Old school: Commonwealth Games judges back to manual scoring
GOLD COAST, Australia (AP) — The first gold medal event at the Commonwealth Games diving competition was delayed by a technical glitch that forced pool-deck judges to revert to old-fashioned numbered cards to show their scores.
After England divers Alicia Blagg and Katherine Torrance did their opening dive Wednesday — an inward pike— in the three-meter synchronized competition there was a delay after the electronic scoring system malfunctioned.
As spectators began a slow clap waiting for the scores and for the next divers to appear, the referee on the pool deck asked the 11 judges to show their scores on the back-up numbered cards which are rarely used anymore because of the electronic scoring tabulators they hold in their hands.

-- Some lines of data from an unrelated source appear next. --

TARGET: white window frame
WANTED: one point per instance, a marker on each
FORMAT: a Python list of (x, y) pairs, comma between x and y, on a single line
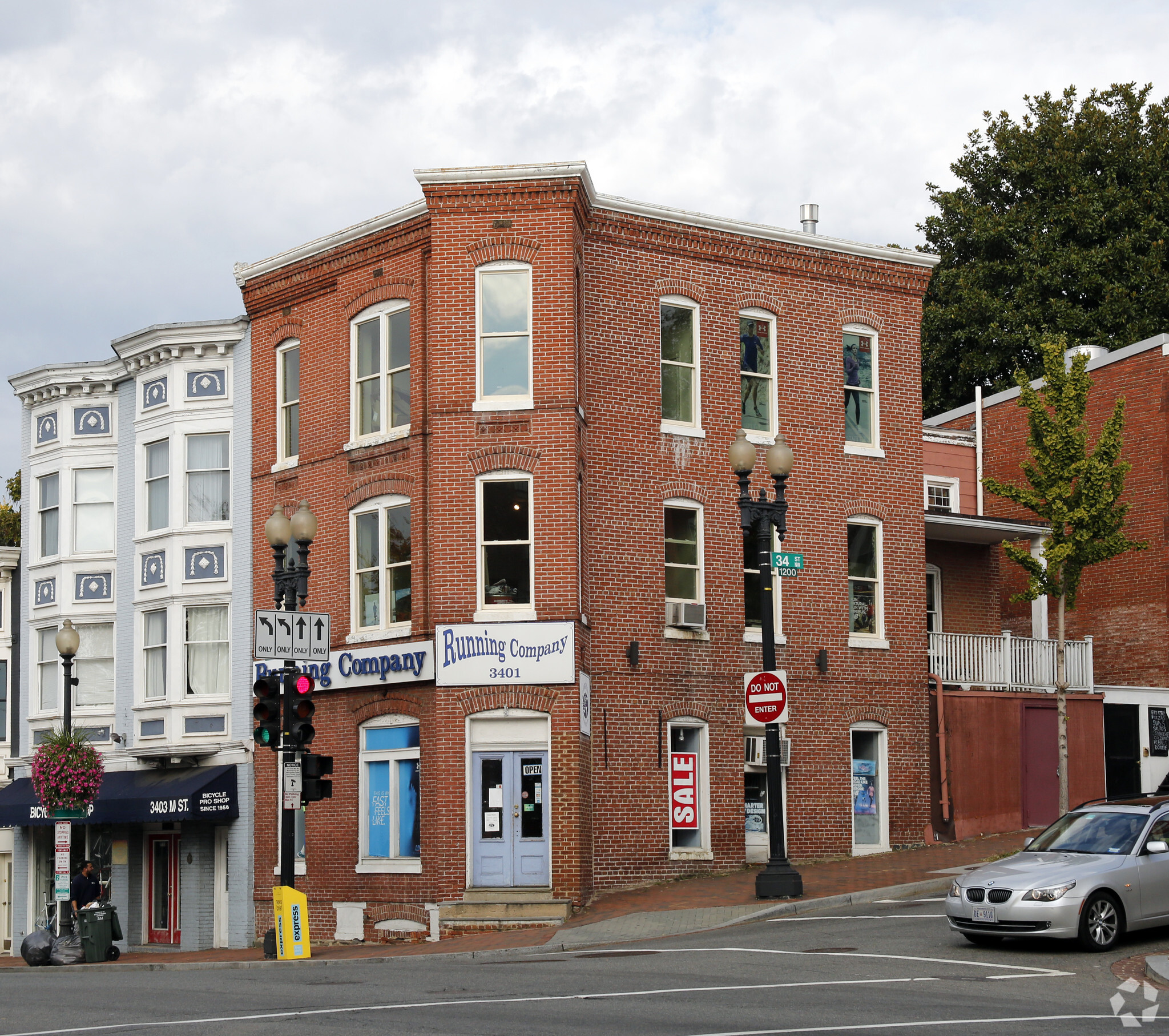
[(766, 438), (147, 486), (369, 864), (942, 481), (164, 648), (187, 471), (694, 428), (382, 311), (687, 504), (187, 695), (504, 613), (284, 459), (703, 850), (937, 573), (883, 785), (41, 511), (868, 640), (112, 504), (384, 630), (862, 449), (503, 402), (756, 636)]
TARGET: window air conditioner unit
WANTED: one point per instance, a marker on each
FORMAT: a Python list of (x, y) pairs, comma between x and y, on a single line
[(756, 751), (686, 616)]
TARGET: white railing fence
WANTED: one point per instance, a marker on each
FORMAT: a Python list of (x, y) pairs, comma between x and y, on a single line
[(1009, 662)]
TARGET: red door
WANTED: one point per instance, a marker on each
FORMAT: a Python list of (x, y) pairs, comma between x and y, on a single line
[(163, 869), (1041, 767)]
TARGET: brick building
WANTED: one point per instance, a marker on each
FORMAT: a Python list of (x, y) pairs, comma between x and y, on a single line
[(1122, 613), (510, 406)]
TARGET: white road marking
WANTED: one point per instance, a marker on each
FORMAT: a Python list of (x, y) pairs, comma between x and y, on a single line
[(908, 1025), (344, 1010), (855, 917)]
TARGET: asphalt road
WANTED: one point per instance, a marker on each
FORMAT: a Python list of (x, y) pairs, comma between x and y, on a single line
[(880, 968)]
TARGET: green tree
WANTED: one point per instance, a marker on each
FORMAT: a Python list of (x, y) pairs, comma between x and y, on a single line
[(1059, 226), (1075, 490), (10, 514)]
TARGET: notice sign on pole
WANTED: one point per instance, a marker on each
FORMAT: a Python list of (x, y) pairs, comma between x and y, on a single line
[(293, 635), (766, 696)]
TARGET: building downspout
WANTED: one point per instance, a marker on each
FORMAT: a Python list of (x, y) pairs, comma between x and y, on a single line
[(978, 445), (942, 766)]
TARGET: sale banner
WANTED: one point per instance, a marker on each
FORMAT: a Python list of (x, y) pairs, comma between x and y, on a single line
[(684, 791)]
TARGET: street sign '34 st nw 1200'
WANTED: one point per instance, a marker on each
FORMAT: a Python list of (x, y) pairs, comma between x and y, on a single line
[(766, 696), (293, 635)]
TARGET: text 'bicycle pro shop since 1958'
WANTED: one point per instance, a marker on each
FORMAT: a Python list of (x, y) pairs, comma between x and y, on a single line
[(534, 640)]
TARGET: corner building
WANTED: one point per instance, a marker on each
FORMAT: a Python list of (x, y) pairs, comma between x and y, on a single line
[(510, 406)]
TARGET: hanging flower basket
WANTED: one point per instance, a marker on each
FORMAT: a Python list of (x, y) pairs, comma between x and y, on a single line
[(67, 772)]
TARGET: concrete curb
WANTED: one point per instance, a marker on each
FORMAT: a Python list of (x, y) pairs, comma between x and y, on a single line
[(781, 909)]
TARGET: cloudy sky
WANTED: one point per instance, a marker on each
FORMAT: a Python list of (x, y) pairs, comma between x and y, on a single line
[(144, 148)]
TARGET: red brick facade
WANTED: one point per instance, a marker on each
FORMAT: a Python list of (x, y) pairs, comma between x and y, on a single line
[(598, 275)]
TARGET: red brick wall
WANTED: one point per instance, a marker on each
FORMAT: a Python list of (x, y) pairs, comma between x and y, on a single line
[(610, 823), (1122, 603)]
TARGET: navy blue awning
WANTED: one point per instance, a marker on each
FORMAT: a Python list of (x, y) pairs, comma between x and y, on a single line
[(204, 793)]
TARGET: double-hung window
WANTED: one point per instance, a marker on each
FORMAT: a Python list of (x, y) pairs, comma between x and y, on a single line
[(862, 411), (288, 400), (208, 478), (505, 543), (92, 510), (48, 668), (207, 651), (381, 371), (50, 511), (94, 664), (391, 801), (679, 364), (757, 368), (155, 653), (865, 612), (381, 565), (683, 552), (504, 334), (158, 485)]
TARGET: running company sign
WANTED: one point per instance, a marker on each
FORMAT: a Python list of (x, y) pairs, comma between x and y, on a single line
[(505, 653)]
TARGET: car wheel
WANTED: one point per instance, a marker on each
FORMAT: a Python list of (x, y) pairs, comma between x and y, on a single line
[(1102, 923), (979, 939)]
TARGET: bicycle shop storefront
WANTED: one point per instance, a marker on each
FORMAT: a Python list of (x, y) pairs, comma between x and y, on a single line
[(158, 842)]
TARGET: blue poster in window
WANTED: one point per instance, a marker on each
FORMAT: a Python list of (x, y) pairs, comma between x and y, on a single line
[(408, 841), (379, 809)]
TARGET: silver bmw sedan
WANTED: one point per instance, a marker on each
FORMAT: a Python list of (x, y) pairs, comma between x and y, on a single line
[(1098, 872)]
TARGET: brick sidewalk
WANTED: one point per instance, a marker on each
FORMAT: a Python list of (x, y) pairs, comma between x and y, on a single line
[(737, 889)]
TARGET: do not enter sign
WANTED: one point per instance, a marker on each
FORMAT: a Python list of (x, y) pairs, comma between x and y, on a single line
[(766, 696)]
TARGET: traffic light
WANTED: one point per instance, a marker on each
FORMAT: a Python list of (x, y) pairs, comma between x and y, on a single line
[(267, 711), (299, 688), (313, 768)]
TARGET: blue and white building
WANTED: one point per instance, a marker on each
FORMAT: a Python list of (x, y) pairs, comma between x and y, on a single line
[(136, 474)]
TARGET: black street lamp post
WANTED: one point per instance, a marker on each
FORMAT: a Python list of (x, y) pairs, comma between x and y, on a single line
[(68, 642), (759, 516), (291, 592)]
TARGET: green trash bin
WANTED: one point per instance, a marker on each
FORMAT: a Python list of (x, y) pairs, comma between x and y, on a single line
[(99, 929)]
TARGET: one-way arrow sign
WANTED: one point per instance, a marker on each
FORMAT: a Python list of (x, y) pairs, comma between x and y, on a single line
[(299, 635)]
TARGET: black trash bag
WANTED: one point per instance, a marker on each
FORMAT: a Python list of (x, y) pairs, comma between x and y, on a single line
[(68, 950), (37, 949)]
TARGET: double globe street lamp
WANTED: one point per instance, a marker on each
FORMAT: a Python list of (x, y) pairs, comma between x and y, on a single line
[(759, 516)]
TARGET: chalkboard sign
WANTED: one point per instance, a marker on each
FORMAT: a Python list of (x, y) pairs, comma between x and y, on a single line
[(1159, 731)]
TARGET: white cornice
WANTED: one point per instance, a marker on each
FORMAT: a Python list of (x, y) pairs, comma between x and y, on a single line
[(567, 170), (164, 342), (246, 272)]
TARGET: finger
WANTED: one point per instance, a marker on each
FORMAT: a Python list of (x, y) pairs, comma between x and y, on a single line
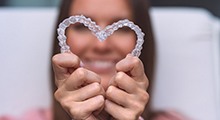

She then announced the scores one-by-one to the spectators.
The manual numbered cards were used for the remainder of the opening round of seven pairs of divers. Organizers then suspended the competition until the issue with the electronic system was fixed. There was another issue in the fourth round of dives, but the electronic scoring was back for the finish.
After all the technical dramas, the Australian pair of Esther Qin and Georgia Sheehan took the gold medal with 284.10 points, moving up from fourth place with their fifth and last dive.
Blagg and Torrance gave England the silver with 276.90 points and the Malaysian duo of Mun Yee Leong and Nur Dhabitah Sabri took the bronze with 264.90, displacing the New Zealand pair of Elizabeth Cui and Yu Quan Goh from the podium with their final dive.
Sheehan said she and Qin dealt with the scoring issues as best they could.
“Everyone’s in the same boat, everyone’s up,” Sheehan said. “They’re the same conditions (for all) so it’s really just who can deal with it the best today, and that just happened to be us.”
Torrance said she and Blagg had only joined up as a synchro pair two weeks ago.
“We’ve only trained together for the time we’ve been here, so we’re, like, ‘we’ll just wing it and just throw the dice and see what happens’ and it went pretty well,” Torrance said. “So I’m crazy pleased.”
Sabri said she and Leong didn’t expect a podium finish for Malaysia.
“Actually from the start of this event I didn’t think I could get a medal because it’s a tough fight from Canada, Australia and England,” she said.
Asked about the conditions Wednesday, Sabri said: “It’s windy and it’s sunny and my face hurts.”
Canada’s Jennifer Able and Melissa Citrini-Beaulieu were fifth, Micaela Bouter and Nicole Gillis of South Africa sixth and a second Australian pair of Maddison Keeney and Anabelle Smith finished seventh.
Keeney wasn’t impressed with the scoring problems.
“I wouldn’t know where to start really,” Keeney said when asked about the problems. “It was all over the shop for everyone with all the delays and technical stuff going on. I think it was an interesting day for everyone. I don’t think anyone could say they dived well. We’ve come out the other end having a good laugh.”
There appeared to be no scoring malfunctions later Wednesday when England’s Jack Laugher won the men’s 1-meter springboard ahead of Australian James Connor and Scotland’s James Heatly.
The dive pool is adjacent to the 10,000-seat main pool stadium that was used for the swimming events which ended on Tuesday night. By Wednesday at noon, workers were already dismantling parts of the temporary structure so it can go back to being a community pool.
But at the much-smaller dive stadium, things were rocking under cloudless skies ahead of the three-meter synchro. Bon Jovi’s “Livin’ On a Prayer” blared through the loudspeakers as a pool-deck announcer tried to pump up the crowd, and a dance cam routine followed.
The seven sets of divers were introduced to loud applause as they made their way past an athletes’ section where fellow divers were soaking up the sun in their swimsuits.